There are some broad signs or indicators which will tell you that your financial life is in trouble, and need immediate attention.

There are some broad signs or indicators which will tell you that your financial life is in trouble, and need immediate attention.

The condition of an individual's financial life is not apparent only based on the income he earns. Sometimes, even after earning well, your financial life may not be in the best of colour. Many people are also comfortable living in the assumption that all is well. However, there are some broad signs or indicators which will tell you that your financial life is in trouble. Remember that the more valid these signs are, the more are the chances that you are heading towards financial disaster, and the more critical it is for you to take proactive steps to rectify the problem. Let's look at some indicators which tell you that your financial life is in trouble:

You cannot survive without an income for 3 months: Income is different from wealth. It is seen many a time that people earn pretty well, but if they lose their job suddenly, they are grappling for even the basic expenses. This is because they have not saved up enough to meet contingencies. If you have been working or in a business for a few years, then you should have a good back up in place which will help you survive for atleast for 3 months. When your expenses are very high and you do not have much left even when you are earning, you are stepping in to financial disaster. This is the first indicator to show that your financial position is shaky.

You pay high EMIs on depreciating assets: Having too many liabilities on your books is not good.
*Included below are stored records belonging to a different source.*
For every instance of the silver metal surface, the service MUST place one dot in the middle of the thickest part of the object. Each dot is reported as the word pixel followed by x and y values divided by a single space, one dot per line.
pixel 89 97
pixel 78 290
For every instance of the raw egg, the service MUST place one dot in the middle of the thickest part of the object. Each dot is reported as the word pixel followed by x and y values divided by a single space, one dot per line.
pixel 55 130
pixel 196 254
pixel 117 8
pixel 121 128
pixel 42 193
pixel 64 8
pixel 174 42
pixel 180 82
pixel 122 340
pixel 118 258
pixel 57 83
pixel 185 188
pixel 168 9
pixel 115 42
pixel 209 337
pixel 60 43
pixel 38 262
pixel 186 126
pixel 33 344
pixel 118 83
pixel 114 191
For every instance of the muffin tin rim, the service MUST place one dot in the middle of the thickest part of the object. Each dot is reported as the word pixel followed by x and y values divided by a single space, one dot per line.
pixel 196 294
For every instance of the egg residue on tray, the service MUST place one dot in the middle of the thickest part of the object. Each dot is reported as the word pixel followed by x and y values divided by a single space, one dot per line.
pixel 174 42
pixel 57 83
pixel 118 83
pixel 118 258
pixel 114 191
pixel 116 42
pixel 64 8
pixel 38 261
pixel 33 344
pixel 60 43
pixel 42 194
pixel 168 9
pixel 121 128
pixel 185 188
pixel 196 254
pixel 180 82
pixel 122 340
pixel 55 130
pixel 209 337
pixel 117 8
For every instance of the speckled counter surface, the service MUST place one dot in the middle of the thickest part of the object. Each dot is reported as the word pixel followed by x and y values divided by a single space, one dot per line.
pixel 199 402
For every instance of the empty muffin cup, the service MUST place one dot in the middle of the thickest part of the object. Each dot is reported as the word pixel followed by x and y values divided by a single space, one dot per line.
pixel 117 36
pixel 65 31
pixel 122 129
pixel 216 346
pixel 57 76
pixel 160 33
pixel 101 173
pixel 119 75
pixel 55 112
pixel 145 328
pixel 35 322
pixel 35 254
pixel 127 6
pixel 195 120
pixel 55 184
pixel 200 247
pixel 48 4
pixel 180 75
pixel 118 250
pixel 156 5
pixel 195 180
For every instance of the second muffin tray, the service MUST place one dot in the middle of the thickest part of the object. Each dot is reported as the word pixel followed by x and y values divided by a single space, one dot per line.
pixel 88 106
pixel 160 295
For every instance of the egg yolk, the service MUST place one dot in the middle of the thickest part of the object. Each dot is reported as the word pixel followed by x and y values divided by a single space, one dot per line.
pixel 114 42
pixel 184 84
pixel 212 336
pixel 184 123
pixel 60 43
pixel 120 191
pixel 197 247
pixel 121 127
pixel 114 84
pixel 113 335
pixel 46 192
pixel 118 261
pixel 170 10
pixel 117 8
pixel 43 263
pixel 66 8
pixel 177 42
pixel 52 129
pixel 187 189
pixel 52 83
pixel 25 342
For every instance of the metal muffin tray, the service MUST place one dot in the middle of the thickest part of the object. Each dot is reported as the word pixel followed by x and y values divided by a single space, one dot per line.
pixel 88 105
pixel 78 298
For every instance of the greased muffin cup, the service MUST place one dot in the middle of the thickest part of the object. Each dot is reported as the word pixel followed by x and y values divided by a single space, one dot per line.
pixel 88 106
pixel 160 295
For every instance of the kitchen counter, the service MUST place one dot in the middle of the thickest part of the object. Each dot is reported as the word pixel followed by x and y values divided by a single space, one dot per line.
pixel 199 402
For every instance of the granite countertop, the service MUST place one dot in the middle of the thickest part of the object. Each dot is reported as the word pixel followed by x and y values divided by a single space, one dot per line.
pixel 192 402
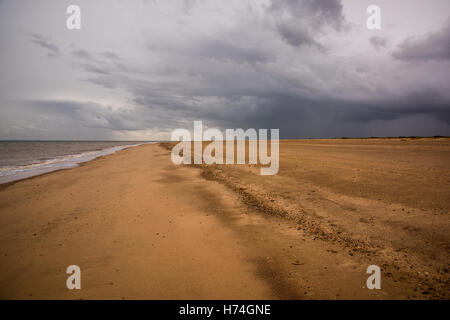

It is worse if you have debt which does not result in an appreciation of your assets. For instance, having high amount of personal loans, credit card debt or even car loans which result in high EMI outflow from your monthly salary is a very unhealthy practice. As a thumb rule, your total EMI outflow should not exceed 40% of your monthly take home pay. If you have a home loan, the EMI towards this will constitute a sizeable portion. It is therefore better to avoid other kind of debt which does not increase your asset value. When you realise you are paying high EMIs on depreciating assets, this is another indicator of financial trouble.

It is not easy to get a better paying job with the skills you possess: Professionally, you must grow and advance in your career, such that it translates to better income and higher savings. However, if you find that you are not able to move upwards in your career despite repeated attempts, it means that you are going to be stuck with the same salary every year, or be happy with a small hike. This is turn means that your investments will be limited, resulting in limited wealth building opportunities. Take a proactive step in honing your skills and building your career for a better financial life as well.

Spending on social functions: Majority of people in India believe in spending unnecessarily on social functions, either as a status symbol or keeping in line with traditions. Although this may be an important part of your life, spending too much on social functions is a mere waste of money and does not yield anything. If you realise that you have been spending too much on such functions, you can be sure that you are headed for financial trouble. A good way of finding this out is to list out all the expenses you incurred in the past 3-5 years on various social functions and see how much of your income has not been put to good use.

Working for long, but no 'asset': If you have been working for atleast 3 to 5 years, but still have no asset, then it means your financial life is in trouble. You should have some investment in fixed deposits or gold or mutual funds or have a small part of down payment saved for your future house. If you do not have any of this, it means you have been very careless in your financial life and must immediately put your finances in order.

The initial signs of a troubled financial life will not take long to manifest into a bigger problem which can be very difficult to handle. It is important to start at the earliest and rectify your past mistakes.